The DARIO web site provides a simple web form that allows the user to specify and upload input data. The web site currently supports seven assemblies of six species: human (hg18, hg19), rhesus monkey (rheMac2), mouse (mm9), fruit fly (dm3), worm (ce6) and zebrafish (danRer6). After file upload, a job is created and queued for computation. The user may supply an email address to be notified upon job completion. A single job typically takes between 5 and 30 min. The results are summarized on a single web page containing job details, quality control measures and figures, ncRNA quantification and classification. All results can be downloaded for further analysis.

Input format

DARIO uses mapped sequences as input. The alignments may be provided in the common BAM or BED formats (http://genome.ucsc.edu/FAQ/FAQformat.html). The BED files require the fields for sequence identifier, strand and need to provide the read count in the score field. This format allows to collapse reads occurring multiple times into unique sequence tags, dramatically reducing space requirements of sequencing data. DARIO allows upload of (g)ZIPed files.

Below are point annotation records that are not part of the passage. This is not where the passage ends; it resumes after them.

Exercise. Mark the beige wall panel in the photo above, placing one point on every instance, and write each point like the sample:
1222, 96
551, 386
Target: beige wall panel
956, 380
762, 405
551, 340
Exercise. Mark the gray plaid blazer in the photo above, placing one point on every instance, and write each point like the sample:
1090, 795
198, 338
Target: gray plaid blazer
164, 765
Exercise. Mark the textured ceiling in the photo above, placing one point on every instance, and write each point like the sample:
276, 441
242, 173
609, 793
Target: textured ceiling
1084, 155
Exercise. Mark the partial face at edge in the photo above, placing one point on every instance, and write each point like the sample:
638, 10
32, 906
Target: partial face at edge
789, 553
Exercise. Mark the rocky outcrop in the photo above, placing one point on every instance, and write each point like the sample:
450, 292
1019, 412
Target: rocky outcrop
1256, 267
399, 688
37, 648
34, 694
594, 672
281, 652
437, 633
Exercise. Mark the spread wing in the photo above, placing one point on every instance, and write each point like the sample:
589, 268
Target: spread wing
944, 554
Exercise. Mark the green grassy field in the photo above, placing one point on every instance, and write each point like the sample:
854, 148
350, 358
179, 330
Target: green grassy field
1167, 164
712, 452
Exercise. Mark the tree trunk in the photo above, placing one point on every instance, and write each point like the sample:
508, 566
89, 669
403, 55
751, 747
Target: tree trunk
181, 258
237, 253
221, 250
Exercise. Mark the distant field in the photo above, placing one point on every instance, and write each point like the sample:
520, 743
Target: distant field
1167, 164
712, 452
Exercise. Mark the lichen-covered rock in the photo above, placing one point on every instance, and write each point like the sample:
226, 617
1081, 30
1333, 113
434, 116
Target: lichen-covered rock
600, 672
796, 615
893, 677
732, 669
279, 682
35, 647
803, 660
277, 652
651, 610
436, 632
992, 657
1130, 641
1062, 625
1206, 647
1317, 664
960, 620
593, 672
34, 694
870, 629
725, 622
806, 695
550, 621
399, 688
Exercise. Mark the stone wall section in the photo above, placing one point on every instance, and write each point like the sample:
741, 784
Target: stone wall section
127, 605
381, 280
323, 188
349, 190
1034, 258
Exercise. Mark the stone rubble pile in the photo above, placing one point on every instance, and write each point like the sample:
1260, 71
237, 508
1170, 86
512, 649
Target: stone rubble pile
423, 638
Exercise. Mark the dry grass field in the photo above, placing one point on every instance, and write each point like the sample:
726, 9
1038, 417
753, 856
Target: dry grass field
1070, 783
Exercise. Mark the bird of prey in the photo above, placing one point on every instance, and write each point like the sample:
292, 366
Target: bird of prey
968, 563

We provide a small, no-dependency perl script to convert SAM and SOAP format files into the BED input format. Virtually, all common mapping tools (segemehl, BWA, SOAP, Bowtie, etc.) can write their output alignment to either of these formats.

Using genome loci of previously mapped reads, and thus decoupling read alignment and analysis, has a number of advantages over using raw sequence reads. First, DARIO has no dependencies to any sequencing platform or mapping tool. Thus, read data originating from any sequencing platform and aligned with any mapping program can be used. Second, this greatly reduces the required amount of data to be uploaded to the server (e.g. 1GB SAM file → 15MB compressed BED file).

Quality control

There are numerous errors and biases that can occur during sample handling, library preparation and sequencing in a small RNA-seq experiment, rendering an assessment of the experiments quality a necessity (3335). A basic set of figures (Figure 2) gives the researcher a first impression of the quality of the experiment. This includes the read length distribution, the number and occurrence of multiple mapped reads, the fraction of reads mapping to different genomic loci (exon, intron or intergenic) and ncRNA classes (miRNA, tRNA, snoRNA, etc.). Other measures include the number of mappable reads and the number of tags.

Figure 2.

Figure 2.

The DARIO web server provides a set of graphics for quality control. The figures show the read length distribution, the number of multiple mappings, the distribution of mapping loci across the genome and the annotated non-coding RNAs. The user may immediately check the success of his short RNA sequencing run in terms of capturing the ncRNA of interest.

RNA quantification

For expression analysis, mapping loci are overlapped with annotated ncRNAs from a variety of sources. To handle multiple mappings, the number of reads for each sequence tag is divided by the number of its mapping loci. This normalized expression value is assigned to each mapping locus. These expression values are additionally normalized based on the absolute number of mappable reads (RPM), to allow subsequent differential expression analysis. Note that these measures do not necessarily reflect precursor ncRNA abundance as RNA processing and sequencing protocol lead to a non-uniform read distribution across the precursor RNA.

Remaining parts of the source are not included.